Jon Fitch could grind in true working-class mode, but he could and would finish off his opponents if the opportunity—which the probability becomes rarer the tougher the competition gets—presents itself. He had won 10 fights by stoppages, five apiece via TKOs and by submissions.



Yet in spite of his sterling record and dedication to the sport, he became a victim of injustice, in a blatantly arbitrary manner.



Dana White originally announced that the winner of Fitch vs. Alves II in UFC 117 would next face St. Pierre for the championship, but right after Fitch convincingly won over Alves for the second time, the UFC president made a U-turn and imperiously stated post-fight that his “Twitter (followers were) not too excited about Jon."



Yes indeed, his Twitter followers cum Ivy League-PhD-holders-in-MMA weren’t too hot for a Fitch vs. St. Pierre rematch, and so be it.



Now if that wasn’t a whimsical and capricious change of mind of a dictator in connivance with his tweeting minions, then I don’t know what it was.

107561970_crop_340x234 BJ Penn and Jon Fitch staredown.

Mark Nolan/Getty Images



Which leads me to ask, “How many boxers who aren’t blessed with knockout power are being vilified by boxing fans with the same vitriol that Jon Fitch receives from MMA fans?”



Would they rather that this class of boxers urgently retire, in spite of the youth, courage and indomitable spirit manifested as the pugilists sacrifice themselves atop the ring? Heck, even Manny Pacquiao wasn’t able to finish all of his opponents!



They are “boring?” Then, don’t watch them. As if we can really resist, as we subconsciously fight our own personal battles vicariously through them in the relative safety of the bleachers or the comfort of the couch in front of the TV, as some kind of mild catharsis, while munching popcorn.



Nevertheless, Jon Fitch gets to fight another day and headline a UFC event near the end of next month Down Under.



Maybe he wants but can’t kill within the Octagon, but this fighter is always ready to win and die inside its hallowed halls.



Postscript:



Yup, yours truly only offered a humble and brief advice to Jon Fitch, which is the very first sentence of this article.



My apology goes to anyone who might have been misled by the title and was expecting a so-called expert analysis and gameplan. I'm leaving that to Fitch, his trainer Dave Camarillo and the American Kickboxing Academy, and to those who know better, like Twitter friends.

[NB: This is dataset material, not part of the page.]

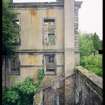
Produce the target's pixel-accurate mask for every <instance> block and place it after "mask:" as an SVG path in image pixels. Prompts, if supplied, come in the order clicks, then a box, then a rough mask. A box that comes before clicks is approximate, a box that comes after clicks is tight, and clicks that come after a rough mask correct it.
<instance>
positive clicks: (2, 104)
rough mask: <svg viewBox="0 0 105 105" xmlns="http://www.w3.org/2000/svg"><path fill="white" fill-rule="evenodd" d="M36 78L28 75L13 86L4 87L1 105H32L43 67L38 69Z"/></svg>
mask: <svg viewBox="0 0 105 105" xmlns="http://www.w3.org/2000/svg"><path fill="white" fill-rule="evenodd" d="M38 77H40V78H38V80H37V81H34V80H33V79H32V78H30V77H28V78H26V79H25V80H24V81H23V82H21V83H19V84H17V85H16V86H14V87H11V88H9V89H6V90H5V91H4V94H3V104H2V105H33V96H34V95H35V94H36V93H37V92H38V91H39V90H40V88H41V87H40V85H41V81H42V80H43V78H44V73H43V69H41V70H39V73H38Z"/></svg>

As an afterthought, what should BJJ specialist and knockout artist BJ Penn, in turn, do to beat Fitch?



Same advice.

Kenny Powers
01-28-2011, 05:58 PM
I agree that the Fitch bashing is a bit much. He's one of the best in the world at what he does and he will stick to his gameplan as usual and try to grind out a decision against BJ. And with that said, BJ wins

Joabbuac.
01-29-2011, 02:29 AM
Fitch is gonna have a hard time with a guy he cant takedown easy, cant hold down easy and who is much better than him standing.